Philipp Holliger is a Swiss molecular biologist best known for his work on xeno nucleic acids (XNAs) and RNA engineering. Holliger is a program leader at the MRC Laboratory of Molecular Biology (MRC LMB) and has served as Joint Head and latterly sole Head of the Protein and Nucleic Acid (PNAC) Division since May 2024.

== Background ==
He earned his degree in Natural Sciences (Dipl. Natwiss. ETH) from ETH Zürich, Switzerland, where he worked with Steven Benner, and his Ph.D. in Molecular Biology at the MRC Centre for Protein Engineering (CPE) in Cambridge under the mentorship of Sir Gregory Winter (CPE and MRC LMB) and Tim Richmond (ETH).

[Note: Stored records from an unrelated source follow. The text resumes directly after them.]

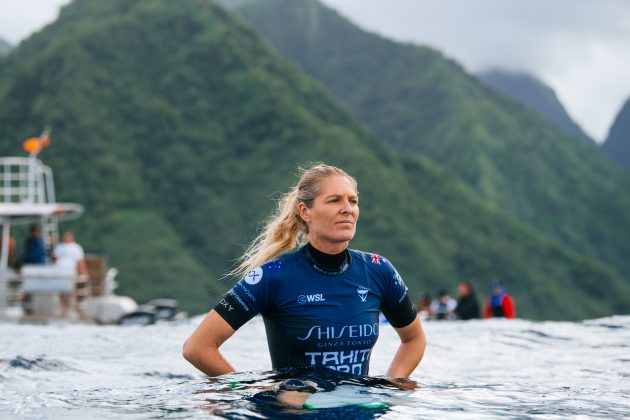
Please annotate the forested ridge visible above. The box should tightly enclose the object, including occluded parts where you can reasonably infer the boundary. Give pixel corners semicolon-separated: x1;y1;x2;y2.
236;0;630;286
0;0;630;319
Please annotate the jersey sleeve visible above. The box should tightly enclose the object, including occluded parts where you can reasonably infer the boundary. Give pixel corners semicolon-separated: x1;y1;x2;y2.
381;258;416;328
214;263;272;330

While in the Winter laboratory, Holliger developed a new type of bispecific antibody fragment, called a diabody and worked on elucidating the infection pathway of filamentous bacteriophages.

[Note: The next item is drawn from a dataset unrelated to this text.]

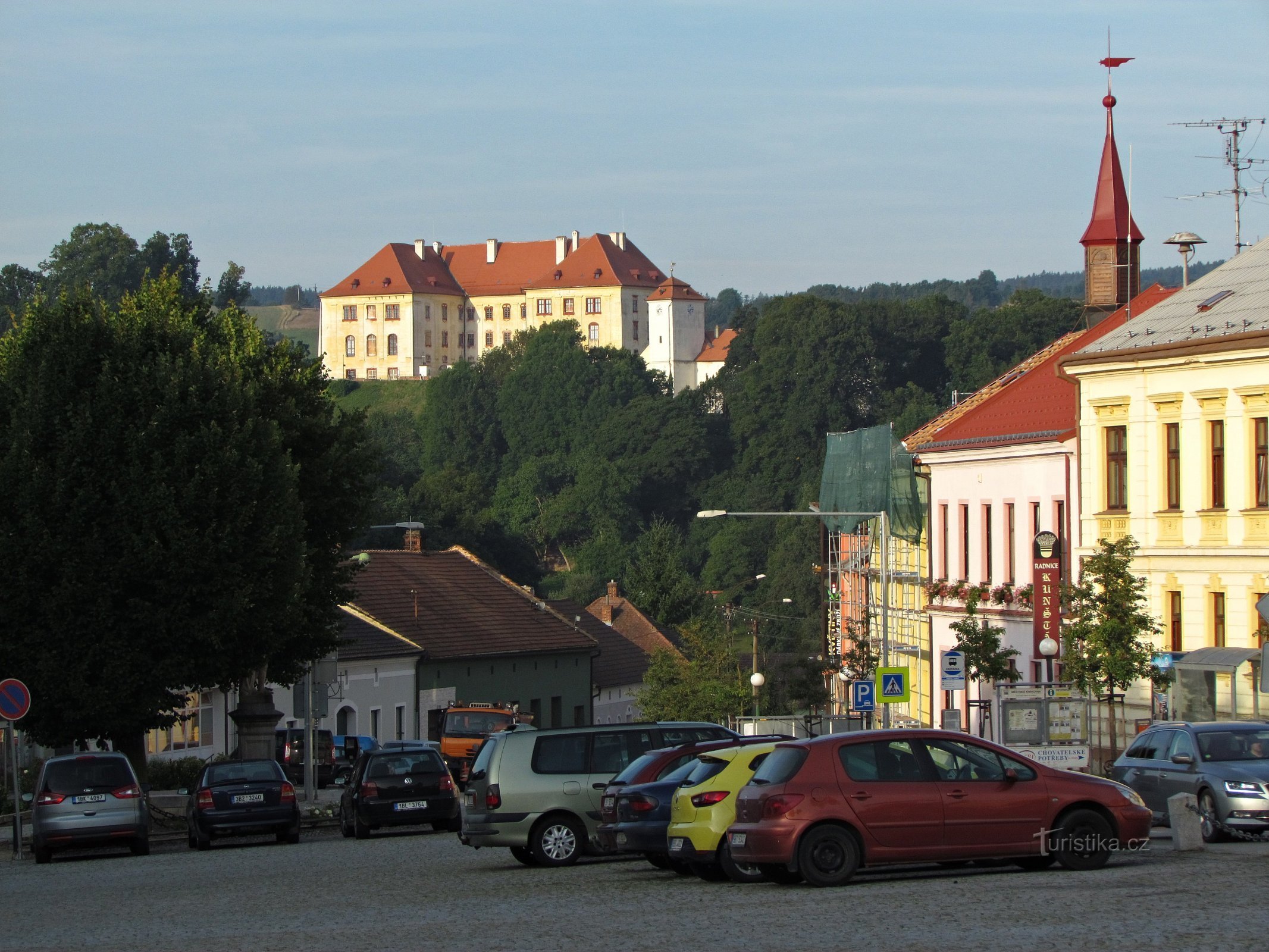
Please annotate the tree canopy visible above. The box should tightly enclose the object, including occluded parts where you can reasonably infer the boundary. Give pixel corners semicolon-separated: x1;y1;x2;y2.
0;275;369;744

After he became an independent group leader at the MRC LMB, Holliger shifted his research focus towards synthetic biology, where he developed methods for emulsion-PCR and in vitro evolution. Holliger was elected a member of EMBO in 2015.

== Research ==
XNAs

Combining nucleic acid chemistry with methods for in vitro evolution he developed, Holliger and colleagues were able to reprogram replicative DNA polymerases for the synthesis and reverse transcription of synthetic genetic polymers with entirely unnatural backbones (XNAs). This showed for the first time that synthetic alternatives to DNA could store genetic information just like DNA.

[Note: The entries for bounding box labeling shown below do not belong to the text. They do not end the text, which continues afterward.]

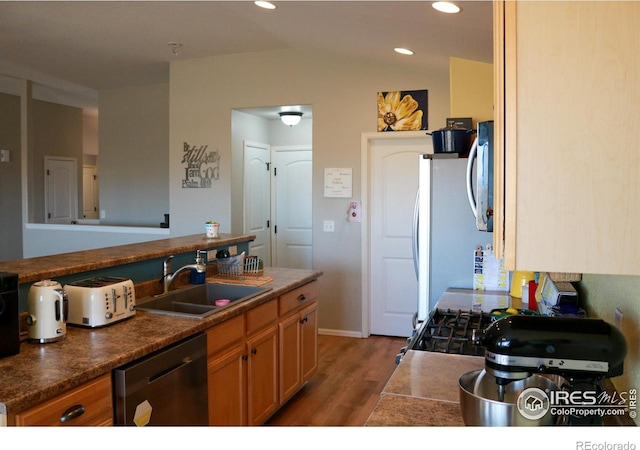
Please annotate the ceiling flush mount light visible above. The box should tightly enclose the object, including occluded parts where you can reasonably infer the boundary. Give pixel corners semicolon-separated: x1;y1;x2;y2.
253;2;276;9
167;42;182;56
431;2;460;14
279;111;302;127
393;47;413;55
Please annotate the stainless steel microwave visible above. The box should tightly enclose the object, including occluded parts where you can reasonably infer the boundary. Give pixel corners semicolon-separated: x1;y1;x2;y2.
467;120;493;232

Further work by the Holliger lab enabled the in vitro evolution of XNA ligands (aptamers) and XNA catalysts similar to RNA enzymes (known as ribozymes), termed XNAzymes as well as the elaboration of simple XNA nanostructures. The unnatural backbone chemistries of XNA molecules exhibit novel and useful properties. For example, unlike the natural nucleic acids, some XNAs cannot be broken down easily by the human body or are chemically much more stable. Recently, Holliger also described the synthesis and evolution of XNAs with an uncharged backbone, showing that genetic function (i.e. heredity and evolution) is possible – in contrast to previous proposals – even in the absence of a charged backbone.

Origin of life

Holliger has also made contributions towards a better understanding of early steps in the origin of life. One scenario, termed the RNA world hypothesis, suggests that a key event in the origin of life was the emergence of an RNA molecule capable of self-replication and evolution, founding a primordial biology (lacking DNA and proteins) that relied on RNA for its main building blocks. Starting from a previously discovered ribozyme with RNA polymerase activity, Holliger and colleagues initially engineered an RNA polymerase ribozyme capable of synthesising another ribozyme and subsequently RNA sequences longer than itself. More recently, he described the first polymerase ribozyme that can use nucleotide triplets to copy highly structured RNA templates including segments of itself.

In the course of this work, Holliger explored the properties of water ice, a simple medium likely to have been widespread on the early Earth, and found that it promotes the activity, stability and evolution of RNA polymerase ribozymes and the ability of diverse pools of RNA sequences to recombine enhancing pool complexity. He also discovered that the steep concentration and temperature gradients resulting from freeze-thaw cycles could be harnessed to drive ribozyme assembly and folding, acting akin to chaperones in modern biology.